Not everything that transpires between consenting adults is legal or should be legal, let alone given Constitutional protection. But that's where the SCOTUS has left us. They should take the opportunity to reverse their precedent and acknowledge the error they made in Lawrence, before Constitutionally guaranteed prostitution and adult incest come next.

First, we must set some ground rules:

  1. Just because lawyers cite Lawrence (or any other decision) in a challenge to laws banning polygamy doesn't mean there is a logical inference: lawyers will cite anything they can imagine, hoping something sticks.
  2. Notwithstanding (1), Professor Turley did not, in fact, cite Lawrence for that point.
  3. Lawrence did not hold that "everything that transpires between consenting adults is legal or should be legal;" it didn't overturn the drug laws, for example, so it's still illegal for consenting adults to transact with each other for crack cocaine.

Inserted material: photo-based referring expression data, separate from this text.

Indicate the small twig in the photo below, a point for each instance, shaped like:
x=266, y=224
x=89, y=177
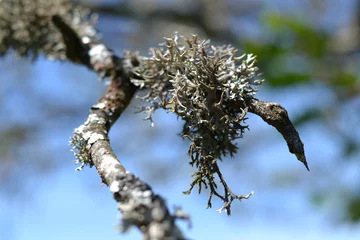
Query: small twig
x=276, y=115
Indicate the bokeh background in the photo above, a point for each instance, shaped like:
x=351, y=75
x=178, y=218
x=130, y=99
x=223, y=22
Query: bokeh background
x=309, y=53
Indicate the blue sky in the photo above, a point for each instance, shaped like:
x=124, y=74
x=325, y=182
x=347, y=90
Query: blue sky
x=65, y=204
x=59, y=203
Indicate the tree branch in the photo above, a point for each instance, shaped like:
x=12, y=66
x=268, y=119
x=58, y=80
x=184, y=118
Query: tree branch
x=276, y=115
x=139, y=205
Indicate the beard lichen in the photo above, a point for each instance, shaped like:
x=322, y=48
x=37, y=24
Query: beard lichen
x=26, y=27
x=201, y=84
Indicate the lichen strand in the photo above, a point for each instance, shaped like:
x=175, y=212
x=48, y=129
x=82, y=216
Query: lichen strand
x=201, y=83
x=25, y=26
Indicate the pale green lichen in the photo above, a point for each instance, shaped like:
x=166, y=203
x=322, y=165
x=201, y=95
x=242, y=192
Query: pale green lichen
x=202, y=84
x=26, y=27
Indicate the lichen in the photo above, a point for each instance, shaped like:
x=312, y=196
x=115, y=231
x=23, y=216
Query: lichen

Lawrence only held that the right to privacy included a right of consenting adults to have sex without fear of being prosecuted by Peeping-Tom cops under sodomy laws.
  4. The mere fact that a liberty can be abused is not grounds for eliminating the liberty.

But once we admit all that, it's clear that Captain Ed in fact makes no argument at all either in the original post from 2004 or the more recent post that mostly recaps the first. He says, in effect, that since the Washington Post cited Lawrence in its attack on laws defining marriage as one man, one woman, therefore Lawrence must be overturned.

This is logical nonsense. If a doofus lawyer cited freedom of speech as a defense to his client having ordered a hit man to kill someone, that doesn't mean we must immediately repeal freedom of speech.

In fact, even if a doofus lawyer working for a newspaper cited freedom of speech as a defense against a charge under the espionage act of publishing classified national-security documents -- and even if the doofus Supreme Court agreed and struck down the act -- the problem is still not that we allow freedom of speech. The problem is that the Court made the wrong decision on the espionage case; and the solution is for a later Court to overturn that decision, not decisions protecting actual freedom of speech.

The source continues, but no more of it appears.